Supported with technological advances, more made-in-China NEVs are able to "go global." Last year, China's NEV exports surged by 304.6 percent from 2020, accounting for 15 percent of its total auto exports. Orders from Europe grew the fastest, with its imports from China surging by 204 percent from a year ago in 2021.
Foreign-funded enterprises and joint ventures have also contributed to the expansion of NEV exports. In the first six months, Tesla's Gigafactory in Shanghai exported nearly 100,000 cars, taking up 48 percent of China's aggregate NEV exports during the period, according to Xu Haidong, assistant secretary general of the CAAM.
Though Europe is the world's biggest NEV market, its new energy transition is yet to be quickened, which has opened up an opportunity window for China's NEV manufacturers to drive into the continent, said Cui Dongshu, secretary general of the CPCA.

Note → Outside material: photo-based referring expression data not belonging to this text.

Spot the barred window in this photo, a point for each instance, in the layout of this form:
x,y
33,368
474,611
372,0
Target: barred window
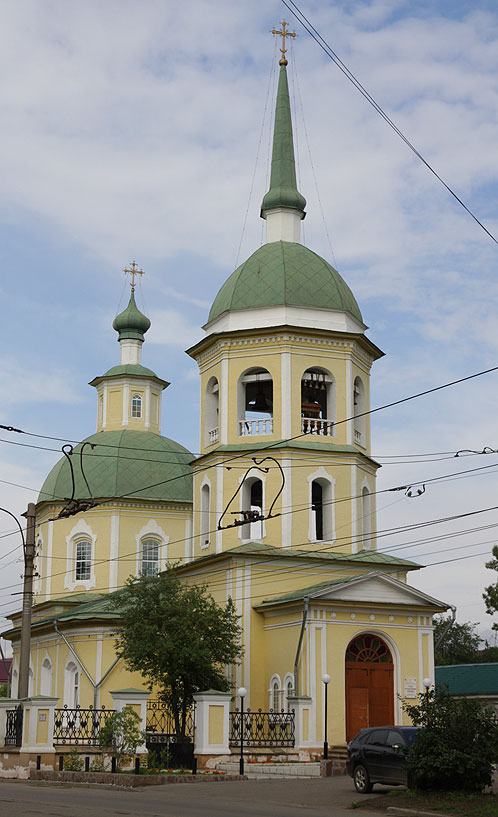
x,y
83,559
150,557
136,405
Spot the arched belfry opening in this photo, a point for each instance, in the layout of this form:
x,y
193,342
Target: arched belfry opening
x,y
255,403
359,409
369,684
317,402
211,411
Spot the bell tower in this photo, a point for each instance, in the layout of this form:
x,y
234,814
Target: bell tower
x,y
285,367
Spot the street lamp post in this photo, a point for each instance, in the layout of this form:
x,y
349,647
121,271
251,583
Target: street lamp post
x,y
242,692
326,681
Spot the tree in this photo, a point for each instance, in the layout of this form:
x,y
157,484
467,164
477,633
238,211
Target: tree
x,y
459,645
178,638
458,745
490,594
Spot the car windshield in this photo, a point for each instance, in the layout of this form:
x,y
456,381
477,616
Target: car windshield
x,y
410,734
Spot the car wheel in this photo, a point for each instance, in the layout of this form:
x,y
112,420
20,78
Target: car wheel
x,y
361,780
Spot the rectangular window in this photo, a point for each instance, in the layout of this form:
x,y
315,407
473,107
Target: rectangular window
x,y
83,560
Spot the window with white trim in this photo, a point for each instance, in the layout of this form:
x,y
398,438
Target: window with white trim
x,y
150,557
204,526
83,560
321,522
136,405
366,513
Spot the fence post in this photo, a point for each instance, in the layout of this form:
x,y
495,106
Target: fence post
x,y
137,700
212,727
302,719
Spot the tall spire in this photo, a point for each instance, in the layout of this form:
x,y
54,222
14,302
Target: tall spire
x,y
283,192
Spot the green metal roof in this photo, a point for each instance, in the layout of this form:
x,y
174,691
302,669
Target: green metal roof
x,y
131,323
135,464
469,679
283,190
285,273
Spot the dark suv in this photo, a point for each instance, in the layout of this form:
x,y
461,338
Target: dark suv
x,y
378,755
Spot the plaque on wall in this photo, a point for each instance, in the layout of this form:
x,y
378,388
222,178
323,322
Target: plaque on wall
x,y
410,689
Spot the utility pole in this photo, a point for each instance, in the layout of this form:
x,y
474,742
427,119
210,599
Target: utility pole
x,y
27,601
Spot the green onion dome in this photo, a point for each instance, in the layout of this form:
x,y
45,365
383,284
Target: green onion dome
x,y
137,465
285,273
131,323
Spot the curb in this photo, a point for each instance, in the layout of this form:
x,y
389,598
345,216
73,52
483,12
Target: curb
x,y
411,812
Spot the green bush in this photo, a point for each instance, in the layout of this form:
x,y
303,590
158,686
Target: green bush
x,y
121,735
458,745
73,762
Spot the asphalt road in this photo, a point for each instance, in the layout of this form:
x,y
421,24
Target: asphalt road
x,y
321,797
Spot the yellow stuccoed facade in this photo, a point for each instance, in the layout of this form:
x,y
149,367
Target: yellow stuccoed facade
x,y
277,512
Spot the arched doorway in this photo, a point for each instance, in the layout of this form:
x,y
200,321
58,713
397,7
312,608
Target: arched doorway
x,y
369,684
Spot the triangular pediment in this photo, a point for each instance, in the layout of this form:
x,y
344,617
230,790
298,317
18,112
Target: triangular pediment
x,y
377,588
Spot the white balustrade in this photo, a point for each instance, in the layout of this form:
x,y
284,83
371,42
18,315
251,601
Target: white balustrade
x,y
262,425
311,425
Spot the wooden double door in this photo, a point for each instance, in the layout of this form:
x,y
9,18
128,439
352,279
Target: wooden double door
x,y
369,689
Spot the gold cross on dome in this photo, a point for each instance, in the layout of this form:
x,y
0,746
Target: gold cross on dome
x,y
132,272
283,33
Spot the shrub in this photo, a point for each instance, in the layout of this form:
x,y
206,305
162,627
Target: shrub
x,y
73,762
458,745
121,735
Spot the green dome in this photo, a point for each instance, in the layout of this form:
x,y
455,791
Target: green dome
x,y
285,273
133,461
131,323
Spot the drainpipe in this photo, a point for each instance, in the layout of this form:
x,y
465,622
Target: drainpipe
x,y
80,662
300,642
448,627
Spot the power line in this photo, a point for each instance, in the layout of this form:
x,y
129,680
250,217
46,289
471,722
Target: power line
x,y
317,37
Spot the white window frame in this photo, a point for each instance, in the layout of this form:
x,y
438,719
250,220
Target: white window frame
x,y
151,530
136,406
80,531
157,544
328,507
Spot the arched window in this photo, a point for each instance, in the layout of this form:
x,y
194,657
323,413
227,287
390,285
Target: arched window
x,y
359,409
211,411
150,557
46,677
204,522
71,685
322,511
317,402
83,560
366,513
275,694
255,403
288,691
252,500
136,405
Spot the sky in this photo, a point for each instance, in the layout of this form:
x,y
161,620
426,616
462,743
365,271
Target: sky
x,y
140,131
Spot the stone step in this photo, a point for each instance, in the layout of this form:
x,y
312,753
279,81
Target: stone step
x,y
272,770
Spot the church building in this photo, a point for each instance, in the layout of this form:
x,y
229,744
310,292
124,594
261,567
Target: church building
x,y
278,511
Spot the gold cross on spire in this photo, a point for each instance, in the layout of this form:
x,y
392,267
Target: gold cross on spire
x,y
283,33
132,272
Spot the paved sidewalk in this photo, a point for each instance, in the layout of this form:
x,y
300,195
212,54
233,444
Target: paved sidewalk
x,y
311,797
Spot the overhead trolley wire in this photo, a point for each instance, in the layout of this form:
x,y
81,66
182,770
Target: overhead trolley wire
x,y
317,37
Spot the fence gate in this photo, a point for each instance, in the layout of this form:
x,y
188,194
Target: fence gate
x,y
13,732
162,739
262,728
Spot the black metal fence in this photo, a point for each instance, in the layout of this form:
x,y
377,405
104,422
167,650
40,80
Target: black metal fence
x,y
162,739
262,728
79,727
13,732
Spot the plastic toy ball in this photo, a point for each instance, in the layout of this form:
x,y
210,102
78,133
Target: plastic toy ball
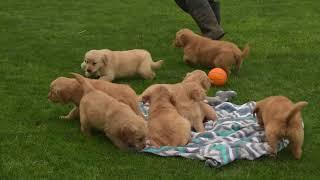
x,y
218,76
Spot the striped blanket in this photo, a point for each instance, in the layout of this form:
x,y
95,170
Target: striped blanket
x,y
235,135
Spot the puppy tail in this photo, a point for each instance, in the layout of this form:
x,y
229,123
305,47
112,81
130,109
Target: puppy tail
x,y
296,108
244,54
86,86
156,65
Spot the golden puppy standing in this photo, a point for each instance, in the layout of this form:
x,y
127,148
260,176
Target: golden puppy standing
x,y
99,110
212,53
281,118
166,126
189,95
66,90
109,65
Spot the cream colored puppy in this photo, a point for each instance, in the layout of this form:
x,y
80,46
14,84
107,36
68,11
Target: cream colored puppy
x,y
166,126
212,53
67,90
189,95
109,65
99,110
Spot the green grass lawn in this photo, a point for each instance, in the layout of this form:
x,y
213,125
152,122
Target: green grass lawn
x,y
41,40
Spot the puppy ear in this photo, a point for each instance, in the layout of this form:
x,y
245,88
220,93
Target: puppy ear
x,y
105,58
173,100
197,94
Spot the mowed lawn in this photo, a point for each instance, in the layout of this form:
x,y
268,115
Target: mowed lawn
x,y
41,40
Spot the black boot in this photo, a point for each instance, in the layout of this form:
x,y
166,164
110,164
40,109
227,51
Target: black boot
x,y
202,13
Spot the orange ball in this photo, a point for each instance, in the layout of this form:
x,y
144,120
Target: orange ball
x,y
218,76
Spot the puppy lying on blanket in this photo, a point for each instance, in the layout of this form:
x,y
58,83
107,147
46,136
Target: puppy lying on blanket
x,y
281,119
65,90
99,110
189,95
166,126
204,51
109,65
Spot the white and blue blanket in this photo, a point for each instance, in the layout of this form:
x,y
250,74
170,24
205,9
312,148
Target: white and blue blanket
x,y
235,135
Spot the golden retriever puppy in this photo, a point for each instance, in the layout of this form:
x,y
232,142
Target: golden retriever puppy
x,y
199,77
189,95
67,90
212,53
119,123
166,127
109,65
281,118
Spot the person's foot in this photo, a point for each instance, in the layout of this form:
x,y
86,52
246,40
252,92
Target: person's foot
x,y
213,101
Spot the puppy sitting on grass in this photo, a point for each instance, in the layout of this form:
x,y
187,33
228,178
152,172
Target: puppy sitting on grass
x,y
66,90
204,51
166,126
99,110
109,65
281,119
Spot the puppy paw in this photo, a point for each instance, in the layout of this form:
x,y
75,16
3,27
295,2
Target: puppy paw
x,y
64,117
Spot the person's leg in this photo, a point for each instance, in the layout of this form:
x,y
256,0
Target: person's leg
x,y
203,15
215,6
182,5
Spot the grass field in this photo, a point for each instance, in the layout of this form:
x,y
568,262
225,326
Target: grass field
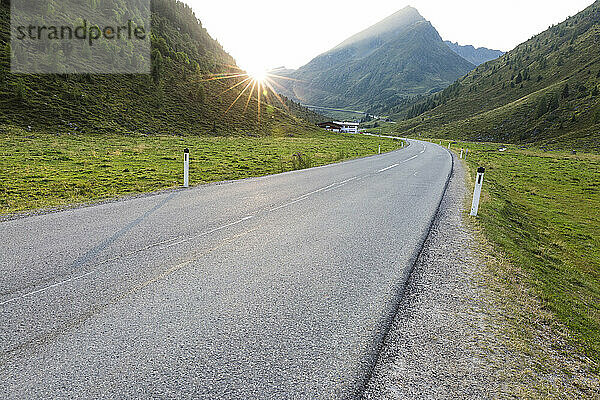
x,y
42,170
542,210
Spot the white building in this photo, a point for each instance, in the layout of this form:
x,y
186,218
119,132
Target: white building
x,y
348,127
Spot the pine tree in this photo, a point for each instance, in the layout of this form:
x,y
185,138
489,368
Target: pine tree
x,y
565,92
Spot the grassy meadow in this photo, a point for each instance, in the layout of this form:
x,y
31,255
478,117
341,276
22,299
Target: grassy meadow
x,y
542,210
39,170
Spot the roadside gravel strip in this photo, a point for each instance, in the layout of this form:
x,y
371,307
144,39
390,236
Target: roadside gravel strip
x,y
452,340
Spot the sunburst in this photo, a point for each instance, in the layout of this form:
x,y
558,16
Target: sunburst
x,y
257,84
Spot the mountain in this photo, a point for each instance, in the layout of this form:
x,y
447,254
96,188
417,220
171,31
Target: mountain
x,y
399,57
183,95
545,91
474,55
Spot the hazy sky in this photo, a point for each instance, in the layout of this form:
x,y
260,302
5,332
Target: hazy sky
x,y
264,34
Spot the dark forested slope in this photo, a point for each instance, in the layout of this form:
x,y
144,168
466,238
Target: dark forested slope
x,y
179,96
546,90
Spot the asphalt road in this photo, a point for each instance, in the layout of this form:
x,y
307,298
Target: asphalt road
x,y
275,287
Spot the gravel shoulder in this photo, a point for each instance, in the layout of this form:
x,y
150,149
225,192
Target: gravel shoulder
x,y
468,327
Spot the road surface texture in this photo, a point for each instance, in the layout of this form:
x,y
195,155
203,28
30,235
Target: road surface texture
x,y
455,336
276,287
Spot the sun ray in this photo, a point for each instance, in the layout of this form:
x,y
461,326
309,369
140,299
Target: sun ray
x,y
236,85
268,84
237,98
258,96
250,96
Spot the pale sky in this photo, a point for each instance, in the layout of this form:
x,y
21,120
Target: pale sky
x,y
264,34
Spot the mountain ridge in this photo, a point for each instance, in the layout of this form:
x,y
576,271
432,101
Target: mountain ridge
x,y
401,56
475,55
545,91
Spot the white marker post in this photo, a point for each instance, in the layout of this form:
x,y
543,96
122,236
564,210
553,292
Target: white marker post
x,y
186,168
477,194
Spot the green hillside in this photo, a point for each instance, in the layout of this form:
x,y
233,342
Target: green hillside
x,y
545,91
399,57
178,98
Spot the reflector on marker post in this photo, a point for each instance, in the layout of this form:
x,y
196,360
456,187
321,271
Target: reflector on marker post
x,y
477,194
186,168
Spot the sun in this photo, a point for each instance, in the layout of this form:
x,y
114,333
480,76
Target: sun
x,y
258,75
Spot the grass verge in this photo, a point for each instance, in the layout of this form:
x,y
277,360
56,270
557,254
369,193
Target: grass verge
x,y
542,209
39,170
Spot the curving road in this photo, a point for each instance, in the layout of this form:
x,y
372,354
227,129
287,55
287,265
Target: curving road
x,y
275,287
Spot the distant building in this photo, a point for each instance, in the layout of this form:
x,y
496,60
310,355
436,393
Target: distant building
x,y
336,126
330,126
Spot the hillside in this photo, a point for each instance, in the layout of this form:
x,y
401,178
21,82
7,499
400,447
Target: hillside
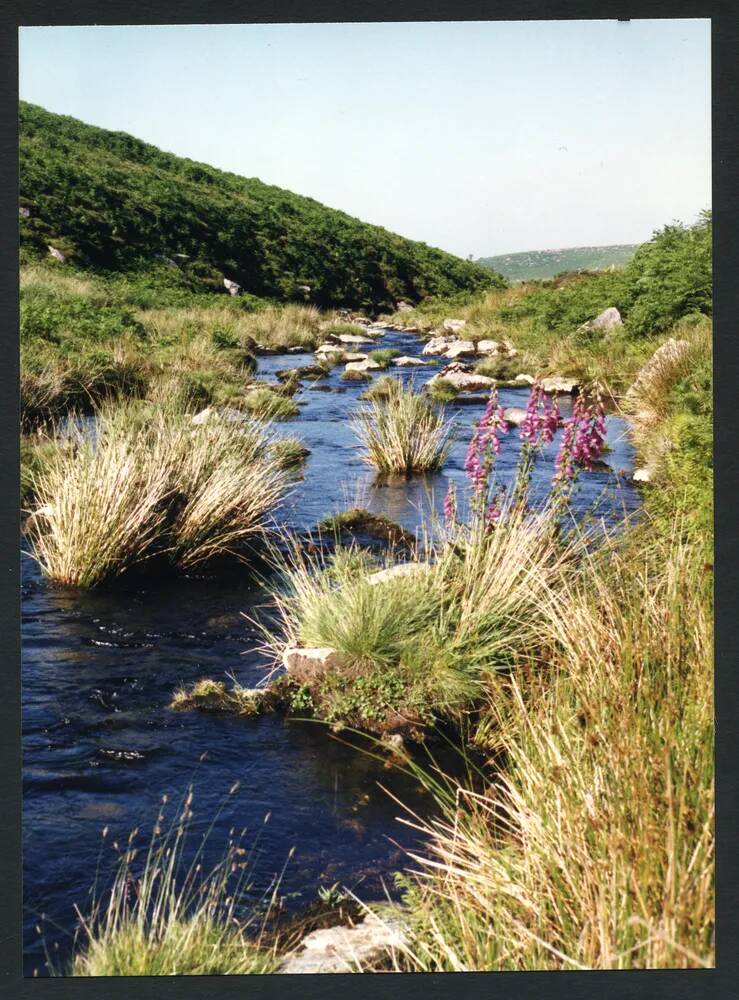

The surge of China's NEV exports is a result of decade-long accumulation. Sustained policy support and manufacturers' proactive steps have built up overall industrial strength and capacity to meet diversified demands in global markets. -- Xu Haidong(Assistant Secretary General of CAAM)
This is an opportunity too good to miss out on, Cui was quoted as saying by the People's Daily.
To foster growing competitiveness in the race, Xu Haidong noted that China's car manufacturers still need to improve their "hard power," which demands efforts to enhance product quality, increase R&D investment and encourage innovation.
Moreover, localization based on a thorough understanding of indigenous cultures and consumer demands is also required if China seeks to build up its own auto brands, Xu said.
Bumps on the road
To get more NEVs on the road, a reliable and stable power supply is key. This factor has become more prominent this summer as scorching heatwaves have strained power supply in parts of the country.
In hydropower-dependent Chongqing, where soaring temperatures coincide with droughts, power shortages have prompted major electricity supplier State Grid to stagger NEV charging to ease peak loads.
Power curbs have also forced Telsla and Xpeng to suspend charging services in parts of Sichuan and Chongqing.
In the country's northern region, where NEV penetration rate is significantly lower than national average, the promotion of NEVs are faced with the dual challenges of cold weather and a lack of charging infrastructures.
The road ahead might be bumpy for China's NEV producers. But in light of its solid start and sustained momentum in new energy transition, there are still reasons to look beyond these short-term constraints and put faith in the country's fledgling new energy carmakers.